With the release of the sprawling Haunted Cities, Rancid’s Tim Armstrong, Blink-182’s Travis Barker, and a former roadie who goes by the name of Skinhead Rob prove Transplants are in it for the long haul.
by dan epstein
photography by ESTEVAN ORIOL
“Hey,” Rob Aston calls out to the engineer. “Can we hear one more?” On a cold and wet spring afternoon in Hollywood, the members of Transplants—rapper/frontman Rob Aston (aka Skinhead Rob), Rancid guitarist/vocalist Tim Armstrong, and Blink-182 drummer Travis Barker—huddle conspiratorially in the corner of a Paramount Studios mixing room, listening to songs from their forthcoming album, Haunted Cities (La Salle/Atlantic). Today’s plan was to preview four tracks from this genre-defying hip-hop/punk opus for Revolver, but Aston is digging the playback so much, he doesn’t want to stop. “Let’s hear ‘Crash and Burn,’ ” he instructs.
Within seconds, a Latin-tinged techno rhythm begins to slink forward from the speakers. As layers of percussion, electronic keyboards, and turntable scratches build an increasingly claustrophobic atmosphere under a sprightly salsa piano figure, Armstrong’s distorted voice begins to croon seductively. “Crash and burn tonight,” goes the ominous, half-whispered chorus. “We’re gonna keep on partying till the break of daylight.” The lyrics are celebratory, but the whole song is the aural equivalent of one of those hot and sweaty summer nights where the vibes get uglier with each 40-ouncer of malt liquor that’s consumed. “We make up-tempo negative music,” offers Barker, and “Crash and Burn” certainly fits that description.
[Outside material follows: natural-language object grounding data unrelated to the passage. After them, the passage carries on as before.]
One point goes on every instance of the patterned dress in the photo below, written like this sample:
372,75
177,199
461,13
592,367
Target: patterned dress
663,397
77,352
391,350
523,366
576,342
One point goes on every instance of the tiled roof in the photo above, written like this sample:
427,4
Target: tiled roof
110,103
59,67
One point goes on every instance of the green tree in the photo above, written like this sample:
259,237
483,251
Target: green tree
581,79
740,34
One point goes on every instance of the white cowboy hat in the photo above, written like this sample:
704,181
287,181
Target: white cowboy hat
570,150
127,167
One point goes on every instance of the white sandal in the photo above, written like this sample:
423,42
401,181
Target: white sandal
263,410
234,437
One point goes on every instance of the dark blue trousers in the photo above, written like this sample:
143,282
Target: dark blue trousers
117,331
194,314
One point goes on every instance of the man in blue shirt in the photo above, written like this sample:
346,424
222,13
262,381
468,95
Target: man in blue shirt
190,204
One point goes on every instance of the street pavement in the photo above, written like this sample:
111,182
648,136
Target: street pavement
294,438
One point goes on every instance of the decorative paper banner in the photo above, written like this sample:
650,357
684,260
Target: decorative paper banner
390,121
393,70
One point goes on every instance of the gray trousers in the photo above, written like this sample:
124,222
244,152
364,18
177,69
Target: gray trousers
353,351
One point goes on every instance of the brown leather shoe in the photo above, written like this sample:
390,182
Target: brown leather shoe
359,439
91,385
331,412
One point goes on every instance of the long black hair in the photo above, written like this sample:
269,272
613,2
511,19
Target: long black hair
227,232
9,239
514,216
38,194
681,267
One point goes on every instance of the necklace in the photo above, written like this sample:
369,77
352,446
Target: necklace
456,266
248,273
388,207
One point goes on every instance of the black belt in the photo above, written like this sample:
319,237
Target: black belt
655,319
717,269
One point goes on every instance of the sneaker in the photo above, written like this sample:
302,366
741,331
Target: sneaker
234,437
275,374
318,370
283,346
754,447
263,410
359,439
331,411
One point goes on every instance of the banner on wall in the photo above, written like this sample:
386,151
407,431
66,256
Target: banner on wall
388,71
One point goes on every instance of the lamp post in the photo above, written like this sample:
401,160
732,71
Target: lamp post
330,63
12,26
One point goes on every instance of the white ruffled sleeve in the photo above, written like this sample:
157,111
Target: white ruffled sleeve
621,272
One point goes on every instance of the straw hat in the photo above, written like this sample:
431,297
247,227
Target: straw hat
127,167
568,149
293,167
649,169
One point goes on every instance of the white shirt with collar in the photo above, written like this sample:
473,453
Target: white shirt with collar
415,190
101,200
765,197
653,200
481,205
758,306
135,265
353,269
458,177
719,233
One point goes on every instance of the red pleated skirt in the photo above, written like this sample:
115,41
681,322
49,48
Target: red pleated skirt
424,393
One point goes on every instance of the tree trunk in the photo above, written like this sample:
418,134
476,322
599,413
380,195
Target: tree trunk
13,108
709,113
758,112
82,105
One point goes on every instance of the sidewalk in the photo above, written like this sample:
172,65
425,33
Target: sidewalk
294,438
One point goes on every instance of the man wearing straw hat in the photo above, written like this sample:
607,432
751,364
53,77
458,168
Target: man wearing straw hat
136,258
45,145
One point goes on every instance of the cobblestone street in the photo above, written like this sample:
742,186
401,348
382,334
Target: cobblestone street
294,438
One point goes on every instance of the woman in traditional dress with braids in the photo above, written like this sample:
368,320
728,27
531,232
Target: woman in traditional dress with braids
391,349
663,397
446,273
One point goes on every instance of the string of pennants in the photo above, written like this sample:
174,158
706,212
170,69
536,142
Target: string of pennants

What “Crash and Burn” doesn’t sound like is Rancid or Blink-182. Neither does the album’s “What I Can’t Describe,” where slow-jam Seventies soul stylings—complete with gorgeous vocal harmonies courtesy of the Boo-Yaa Tribe—contrast poignantly with Aston’s brooding ruminations about his own mortality. And then there’s “Apocalypse Now,” which creates a nightmarish sonic stew out of drum ’n’ bass rhythms, quasi-psychedelic guitars, distorted vocals, and extraneous amp buzz. The bracing, full-on punk assault of “Not Today” will probably seem a little more familiar to Rancid fans; ditto for the organ-stoked reggae groove of “Gangsters and Thugs,” the album’s first single. But for the most part, the best way to approach Haunted Cities is with open ears and an expectation of the unexpected.